Surf suits and swimsuits
As the water has warmed, I’ve found myself peeling off my wetsuit and hitting the water in just a thin surf suit. (Fingers crossed my future surf trips take me places where that’s all I need.) There are a lot of cute options out there, and I think this is where personal preference for the cut—essentially, high cut or fuller coverage—determines everything. My Cynthia Rowley surf suit is slinky and protective, and really well made. However, it’s a high (think 80’s-style) front cut and very revealing back. If that’s the fit you want, it’s the most comfortable suit of the style I’ve found and, again, those patterns can’t be beat. If you need more coverage, a friend found a lookalike on Amazon for a quarter of the price; for a middle-of-the-road cut, this one from Gigi C fits like a glove, but keep in mind that you’ll need sunscreen where those cutouts let the sun peek through.

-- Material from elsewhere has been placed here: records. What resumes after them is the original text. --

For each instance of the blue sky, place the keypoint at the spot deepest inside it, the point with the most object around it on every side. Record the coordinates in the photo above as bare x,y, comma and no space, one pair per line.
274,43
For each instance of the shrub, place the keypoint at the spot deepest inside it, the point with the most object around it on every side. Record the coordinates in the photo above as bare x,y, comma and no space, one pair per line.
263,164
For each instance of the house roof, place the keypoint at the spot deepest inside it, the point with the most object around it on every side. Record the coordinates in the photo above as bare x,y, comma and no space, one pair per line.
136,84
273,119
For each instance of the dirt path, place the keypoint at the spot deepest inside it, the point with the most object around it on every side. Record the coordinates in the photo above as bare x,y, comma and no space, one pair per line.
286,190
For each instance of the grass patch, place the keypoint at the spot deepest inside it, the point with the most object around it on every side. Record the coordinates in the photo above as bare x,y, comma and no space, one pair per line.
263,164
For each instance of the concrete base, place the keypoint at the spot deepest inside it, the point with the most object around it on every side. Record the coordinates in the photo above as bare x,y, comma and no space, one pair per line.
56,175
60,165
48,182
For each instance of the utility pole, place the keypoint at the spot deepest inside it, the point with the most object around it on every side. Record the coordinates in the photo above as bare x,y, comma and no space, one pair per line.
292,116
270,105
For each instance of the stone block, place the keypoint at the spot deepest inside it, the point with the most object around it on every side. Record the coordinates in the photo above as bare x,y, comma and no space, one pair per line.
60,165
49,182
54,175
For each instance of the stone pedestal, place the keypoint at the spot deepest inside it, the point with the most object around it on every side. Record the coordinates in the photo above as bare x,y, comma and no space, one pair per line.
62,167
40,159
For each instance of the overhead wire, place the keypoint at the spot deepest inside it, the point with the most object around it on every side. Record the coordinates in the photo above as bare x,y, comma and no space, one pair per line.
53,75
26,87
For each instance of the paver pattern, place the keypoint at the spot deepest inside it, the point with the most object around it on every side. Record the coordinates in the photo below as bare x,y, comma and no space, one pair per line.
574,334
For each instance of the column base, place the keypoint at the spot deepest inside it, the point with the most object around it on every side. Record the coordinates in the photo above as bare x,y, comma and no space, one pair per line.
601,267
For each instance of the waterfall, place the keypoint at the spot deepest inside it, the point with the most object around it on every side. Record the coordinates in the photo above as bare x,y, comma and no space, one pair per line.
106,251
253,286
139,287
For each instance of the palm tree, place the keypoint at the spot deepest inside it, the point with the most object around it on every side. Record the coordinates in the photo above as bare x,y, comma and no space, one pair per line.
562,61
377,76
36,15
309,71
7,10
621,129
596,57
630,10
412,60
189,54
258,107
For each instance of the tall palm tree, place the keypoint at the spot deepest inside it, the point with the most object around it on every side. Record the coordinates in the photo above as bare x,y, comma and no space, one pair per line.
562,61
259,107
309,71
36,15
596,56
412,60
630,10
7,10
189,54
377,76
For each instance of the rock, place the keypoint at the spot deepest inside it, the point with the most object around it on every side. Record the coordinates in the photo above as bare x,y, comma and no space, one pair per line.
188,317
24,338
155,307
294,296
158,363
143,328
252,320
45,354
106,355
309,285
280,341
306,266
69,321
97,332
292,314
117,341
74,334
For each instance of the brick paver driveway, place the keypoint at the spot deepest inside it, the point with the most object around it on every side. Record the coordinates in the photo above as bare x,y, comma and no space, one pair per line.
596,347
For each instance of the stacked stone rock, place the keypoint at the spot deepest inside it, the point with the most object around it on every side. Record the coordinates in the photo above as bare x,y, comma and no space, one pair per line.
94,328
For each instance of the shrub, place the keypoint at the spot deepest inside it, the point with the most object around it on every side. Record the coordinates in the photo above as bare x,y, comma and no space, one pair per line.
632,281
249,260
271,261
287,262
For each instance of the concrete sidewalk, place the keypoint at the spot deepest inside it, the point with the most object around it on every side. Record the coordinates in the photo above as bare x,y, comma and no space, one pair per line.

If you’re ready to rock a bathing suit on its own—or, if you just want a stay-put option to wear under a borrowed or rented wetsuit—it’s all Youswim for me. The one-size-fits-many brand, comfortable on U.S. sizes 2 to 14, hugs your body and doesn’t ride up, down, or sideways. Even the Youswim two-piece is more comfortable than one-pieces I have from other brands.
This is the one category where, admittedly, I’m taking cues from friends in the water because I didn’t get my act together to order a hat in time for summer. Two that I’m placing orders for, though, are the Patagonia surf brim hat—several other students at the surf school swear by how secure and comfortable it is—and an affordable water-repellent bucket hat from Amazon that one of my surf instructors wears daily. If you’re a newbie, you’ll want something like Patagonia’s cap which is designed to stay put even if you take a few tumbles; for those with more waves under their belt, the bucket hat is a smart option for great sun coverage at a friendly price point. Both hats are adjustable (good thing, since the Patagonia hat is technically for men, and seems to be sized a bit larger).
Nothing has taught me the importance of great sunscreen like surfing—and it has taken some trial and error to find reef-safe products that really do the work I need them to. I’ve leaned toward mineral sunscreens as I’ve entered my 30s, knowing that the protection they offer is just one step up (and a lot easier on the skin) than chemical sunscreen protection.